Immigration reform. A hotbed of controversy with valid issues and logical fallacies on all fronts.
Open borders is a valid proposition arriving at an inopportune occasion. Some argue that it is a clear threat to national sovereignty, while others argue it is necessary for truly free and open commerce between nations and individuals alike. From a libertarian perspective, it seems to me that the current debate poses a moral and ethical trap.
Milton Friedman knew what he was talking about when he argued that we as a nation can have either open borders or a welfare state, but not both.
Sustaining a welfare state and open borders simultaneously would spell the doom of our society inside of a generation as we would be flooded with unskilled migrants and our homelessness rate would spiral even further out of all conceivable control. This would not even be the worst of this catastrophe. It is a sucker’s play that we are pulled into this debate as our social safety net is more attractive to the third world than ever before with no audible discussion on it to be found in the mainstream.
The debate comes at a very poor time in our nation’s history. Americans are flooded with daily reports of larger and larger caravans of migrants, not only from South America and Mexico, but now even from Africa. We are greeted with reports of rumors seeded in impoverished third world communities of how easy it is to cross our borders and acquire welfare and food subsidies. These reports should get more attention than the caravans themselves.

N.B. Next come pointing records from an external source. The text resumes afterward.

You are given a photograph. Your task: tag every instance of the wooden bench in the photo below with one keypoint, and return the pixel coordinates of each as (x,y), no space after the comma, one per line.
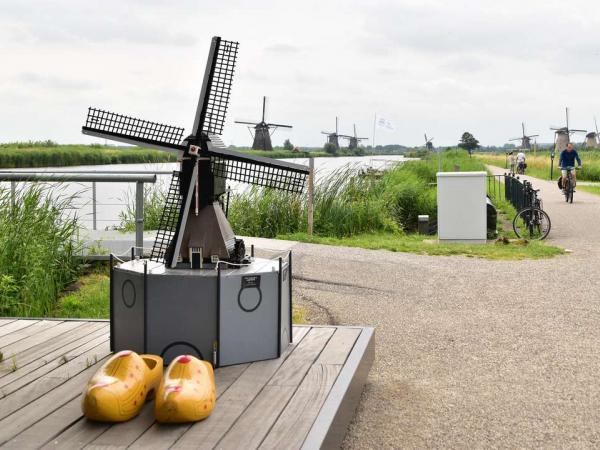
(305,399)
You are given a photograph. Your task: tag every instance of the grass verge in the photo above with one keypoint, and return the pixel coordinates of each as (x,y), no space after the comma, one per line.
(427,245)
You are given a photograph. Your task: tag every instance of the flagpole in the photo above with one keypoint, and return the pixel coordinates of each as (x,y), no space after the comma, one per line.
(374,124)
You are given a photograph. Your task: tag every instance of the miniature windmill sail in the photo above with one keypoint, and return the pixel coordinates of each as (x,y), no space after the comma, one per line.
(353,141)
(332,137)
(263,131)
(525,139)
(192,218)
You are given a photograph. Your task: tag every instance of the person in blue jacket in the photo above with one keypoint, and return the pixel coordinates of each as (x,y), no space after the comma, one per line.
(567,159)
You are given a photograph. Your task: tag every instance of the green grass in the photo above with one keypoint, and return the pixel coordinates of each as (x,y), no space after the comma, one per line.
(426,245)
(38,242)
(36,154)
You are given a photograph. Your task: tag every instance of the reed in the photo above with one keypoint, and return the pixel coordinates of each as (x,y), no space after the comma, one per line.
(38,242)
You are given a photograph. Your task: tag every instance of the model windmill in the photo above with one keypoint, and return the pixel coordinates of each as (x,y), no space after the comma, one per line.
(591,139)
(333,137)
(353,141)
(428,143)
(563,134)
(525,139)
(192,218)
(262,131)
(199,293)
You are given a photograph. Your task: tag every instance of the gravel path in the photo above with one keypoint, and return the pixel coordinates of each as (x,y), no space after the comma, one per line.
(472,353)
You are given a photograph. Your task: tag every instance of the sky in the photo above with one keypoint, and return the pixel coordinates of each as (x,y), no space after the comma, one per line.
(427,66)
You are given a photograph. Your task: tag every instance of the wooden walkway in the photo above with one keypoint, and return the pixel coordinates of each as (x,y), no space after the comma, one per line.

Back in 2013, Judicial Watch reported on a scandal involving SNAP benefits being advertised south of the border at public expense. Since then, reports have occasionally surfaced of this being a recurring problem. This illustrates in bold relief the corruption of the left-wing side of the bipartisan Open Borders Lobby, which appears to desire both open borders and a welfare state. Clearly against the advice of Milton Friedman.

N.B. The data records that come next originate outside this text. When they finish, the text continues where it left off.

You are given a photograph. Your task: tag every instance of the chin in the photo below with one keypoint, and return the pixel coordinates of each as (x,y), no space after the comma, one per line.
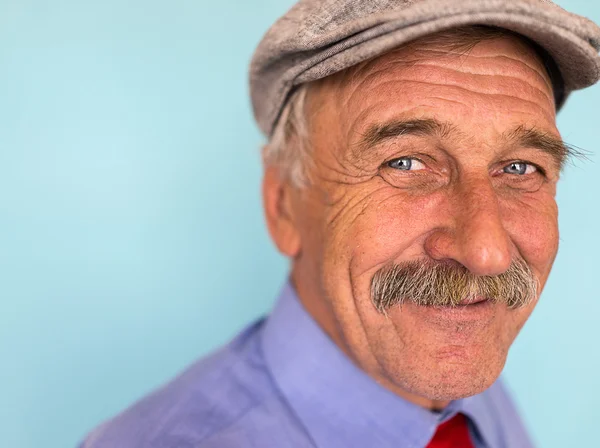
(452,381)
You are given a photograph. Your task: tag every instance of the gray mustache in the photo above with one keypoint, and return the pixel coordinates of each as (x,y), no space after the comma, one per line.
(429,283)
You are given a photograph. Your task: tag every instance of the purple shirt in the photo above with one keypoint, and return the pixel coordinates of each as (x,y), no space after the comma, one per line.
(283,383)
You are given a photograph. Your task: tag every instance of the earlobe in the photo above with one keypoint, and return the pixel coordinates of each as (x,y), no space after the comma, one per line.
(278,207)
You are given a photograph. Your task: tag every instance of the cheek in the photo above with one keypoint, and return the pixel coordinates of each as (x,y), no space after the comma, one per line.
(387,225)
(533,227)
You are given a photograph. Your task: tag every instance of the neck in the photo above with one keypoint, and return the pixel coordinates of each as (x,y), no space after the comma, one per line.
(322,313)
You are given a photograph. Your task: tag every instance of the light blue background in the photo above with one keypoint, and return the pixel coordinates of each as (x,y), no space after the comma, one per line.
(131,232)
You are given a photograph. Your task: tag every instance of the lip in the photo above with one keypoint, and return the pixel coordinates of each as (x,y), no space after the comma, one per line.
(480,312)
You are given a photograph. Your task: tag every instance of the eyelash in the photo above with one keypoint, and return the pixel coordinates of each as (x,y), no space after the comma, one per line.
(538,168)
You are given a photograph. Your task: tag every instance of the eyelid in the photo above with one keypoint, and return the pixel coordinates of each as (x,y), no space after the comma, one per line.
(538,168)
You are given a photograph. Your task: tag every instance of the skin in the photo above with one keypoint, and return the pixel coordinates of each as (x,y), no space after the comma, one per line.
(456,205)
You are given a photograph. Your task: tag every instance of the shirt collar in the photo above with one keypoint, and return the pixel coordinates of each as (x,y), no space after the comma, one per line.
(339,404)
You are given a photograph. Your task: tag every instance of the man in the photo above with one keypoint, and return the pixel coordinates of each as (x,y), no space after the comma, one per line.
(410,177)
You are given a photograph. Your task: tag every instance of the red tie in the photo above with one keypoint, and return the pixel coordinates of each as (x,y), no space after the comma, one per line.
(452,434)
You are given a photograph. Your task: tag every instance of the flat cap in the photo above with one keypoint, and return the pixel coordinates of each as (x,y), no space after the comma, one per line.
(317,38)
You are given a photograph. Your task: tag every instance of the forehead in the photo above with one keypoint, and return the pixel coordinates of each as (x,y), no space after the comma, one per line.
(495,83)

The carrot on a stick of SNAP benefits being exposed nearly a decade ago illustrates that reports of such aforementioned rumors could very well have a basis in reality as a coordinated effort.
In early July 2014, there was a minor debate in the Wall Street Journal about constitutional amendments guaranteeing open borders. In the first article by L. Gordon Crovitz, he proposed an amendment reading simply,’There Shall Be Open Borders’. In the rebuttal by Joseph Hodonsky, it is added, ‘But No Free Lunches’. Mr. Hodonsky soberly observes that in our present climate, open borders is a sure-fire means to achieve a population competing with India or China virtually overnight.
The libertarian movement would be best served by avoiding this subject in favor of continuing to formulate arguments against the welfare state and how to maximize prosperity for all in anticipation of the day when the debate over national boundaries can be had without risking the creation of excessive strain on our social safety nets.
We who agree with what Rothbard and Friedman had to say on sovereignty and commerce need to step back and take stock of our social priorities before going down this deeply controversy-ridden path. A failure to do this could drastically undermine the viability of either, as warned decades ago by Milton Friedman.